More lme4 simulation examples

Simulation is hard to pin down because there are so many possible axes of decision, but there are some tricks that make it easier. (Chapter 5 of Bolker 2008 has some examples, but they’re simultaneously less complicated [simpler experimental designs] and more complicated [nonlinear responses] than the examples here.)

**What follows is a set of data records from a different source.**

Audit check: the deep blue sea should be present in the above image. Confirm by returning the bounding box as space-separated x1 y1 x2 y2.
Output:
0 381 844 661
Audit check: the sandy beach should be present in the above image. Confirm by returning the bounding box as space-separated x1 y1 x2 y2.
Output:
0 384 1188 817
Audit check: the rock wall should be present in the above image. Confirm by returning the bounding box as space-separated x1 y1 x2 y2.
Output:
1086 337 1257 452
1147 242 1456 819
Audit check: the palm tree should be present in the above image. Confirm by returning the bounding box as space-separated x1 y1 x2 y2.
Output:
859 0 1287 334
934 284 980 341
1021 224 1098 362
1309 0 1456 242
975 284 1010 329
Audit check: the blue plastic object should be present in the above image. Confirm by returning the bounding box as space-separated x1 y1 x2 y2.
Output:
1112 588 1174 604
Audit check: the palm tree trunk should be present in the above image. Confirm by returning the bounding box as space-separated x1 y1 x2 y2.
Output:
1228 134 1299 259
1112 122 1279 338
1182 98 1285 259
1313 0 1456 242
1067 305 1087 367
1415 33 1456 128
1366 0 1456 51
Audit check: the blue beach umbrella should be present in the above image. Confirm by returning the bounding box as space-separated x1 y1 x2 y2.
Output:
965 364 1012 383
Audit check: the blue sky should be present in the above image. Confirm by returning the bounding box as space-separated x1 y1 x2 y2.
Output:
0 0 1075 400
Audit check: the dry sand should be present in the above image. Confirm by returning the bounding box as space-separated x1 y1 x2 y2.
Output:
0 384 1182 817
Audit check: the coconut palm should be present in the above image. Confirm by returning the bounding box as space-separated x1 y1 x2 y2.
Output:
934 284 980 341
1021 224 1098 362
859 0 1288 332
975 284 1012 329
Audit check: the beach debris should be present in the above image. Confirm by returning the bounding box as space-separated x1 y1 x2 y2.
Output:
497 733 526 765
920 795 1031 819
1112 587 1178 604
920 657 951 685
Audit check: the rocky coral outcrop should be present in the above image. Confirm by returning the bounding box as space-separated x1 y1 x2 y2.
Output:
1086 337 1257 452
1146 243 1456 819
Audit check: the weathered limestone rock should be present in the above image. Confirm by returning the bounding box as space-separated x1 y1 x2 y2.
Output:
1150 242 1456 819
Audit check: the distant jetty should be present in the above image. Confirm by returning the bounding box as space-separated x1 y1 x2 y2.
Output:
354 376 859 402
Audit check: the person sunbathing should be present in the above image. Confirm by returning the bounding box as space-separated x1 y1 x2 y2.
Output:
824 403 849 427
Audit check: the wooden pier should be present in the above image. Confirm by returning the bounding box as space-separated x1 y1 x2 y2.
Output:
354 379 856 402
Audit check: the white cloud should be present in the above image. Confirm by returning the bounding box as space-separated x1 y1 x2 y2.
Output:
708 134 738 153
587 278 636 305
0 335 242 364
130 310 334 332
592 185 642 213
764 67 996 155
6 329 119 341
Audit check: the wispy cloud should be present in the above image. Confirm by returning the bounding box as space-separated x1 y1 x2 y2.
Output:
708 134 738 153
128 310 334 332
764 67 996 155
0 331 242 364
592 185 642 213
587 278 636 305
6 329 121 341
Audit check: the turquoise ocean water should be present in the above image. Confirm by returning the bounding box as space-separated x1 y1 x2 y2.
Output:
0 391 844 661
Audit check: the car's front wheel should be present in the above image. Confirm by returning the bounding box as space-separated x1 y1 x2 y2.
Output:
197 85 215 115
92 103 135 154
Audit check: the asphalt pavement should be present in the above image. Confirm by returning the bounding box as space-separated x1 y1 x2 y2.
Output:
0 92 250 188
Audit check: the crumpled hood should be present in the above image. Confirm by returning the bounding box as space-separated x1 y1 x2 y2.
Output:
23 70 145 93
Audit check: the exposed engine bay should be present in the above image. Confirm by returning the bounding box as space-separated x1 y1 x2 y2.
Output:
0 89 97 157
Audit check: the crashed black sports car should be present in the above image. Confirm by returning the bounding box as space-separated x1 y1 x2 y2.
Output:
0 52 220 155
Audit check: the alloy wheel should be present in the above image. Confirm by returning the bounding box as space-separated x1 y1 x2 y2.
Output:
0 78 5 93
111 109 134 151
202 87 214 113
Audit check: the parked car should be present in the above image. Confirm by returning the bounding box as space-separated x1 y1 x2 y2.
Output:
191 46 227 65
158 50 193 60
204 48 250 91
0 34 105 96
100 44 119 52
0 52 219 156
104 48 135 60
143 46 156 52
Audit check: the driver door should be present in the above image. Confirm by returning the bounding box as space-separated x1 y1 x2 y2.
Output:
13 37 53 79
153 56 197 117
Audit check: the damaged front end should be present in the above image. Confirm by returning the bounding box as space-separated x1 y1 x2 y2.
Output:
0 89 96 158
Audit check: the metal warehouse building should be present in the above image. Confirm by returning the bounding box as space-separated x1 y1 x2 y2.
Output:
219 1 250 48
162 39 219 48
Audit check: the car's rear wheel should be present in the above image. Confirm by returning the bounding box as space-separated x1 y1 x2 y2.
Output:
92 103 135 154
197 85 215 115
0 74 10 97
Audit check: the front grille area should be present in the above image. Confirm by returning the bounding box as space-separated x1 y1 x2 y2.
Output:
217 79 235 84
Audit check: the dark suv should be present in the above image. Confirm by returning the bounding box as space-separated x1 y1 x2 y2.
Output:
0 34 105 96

library(reshape2) ## for melt()
library(plyr) ## for raply()
library(ggplot2); theme_set(theme_bw())
library(grid) ## for unit()
zmargin <- theme(panel.margin=unit(0,"lines"))
library(lme4)

Experimental design/covariates

Here are some of the properties of the simulation that you have to decide on. It’s easier if you have a specific, real example in mind to guide you.

Fixed effects

how many fixed effects?
categorical (factor) or continuous?
continuous variables: evenly spaced (regression design), or evenly spaced with replication, or randomly distributed (what distribution, with what parameters)? Correlations among parameters?
- useful functions: expand.grid, runif, rnorm, seq, rep
categorical variables: how many levels? Balanced sample, or random sample of levels? Crossed or nested design?
- useful functions: expand.grid, sample, rep, gl (maybe rpois for number of samples within levels)
interactions: how are continuous covariates distributed within levels of categorical variables?
for an unbalanced design, one trick is to construct a balanced design and then subsample

Random effects

how many random effects? how many levels of each?
crossed, nested?
interactions with fixed effects (in design: e.g. randomized block (replicated or unreplicated), split-plot, nested?)

Response

conditional distribution (Gaussian, binomial, Poisson, …)
link function (typically choose canonical link for a given conditional distribution)
for binomial sample: what is $N$?
parameters: $\beta$, $\theta$, $\sigma$ (for LMMs)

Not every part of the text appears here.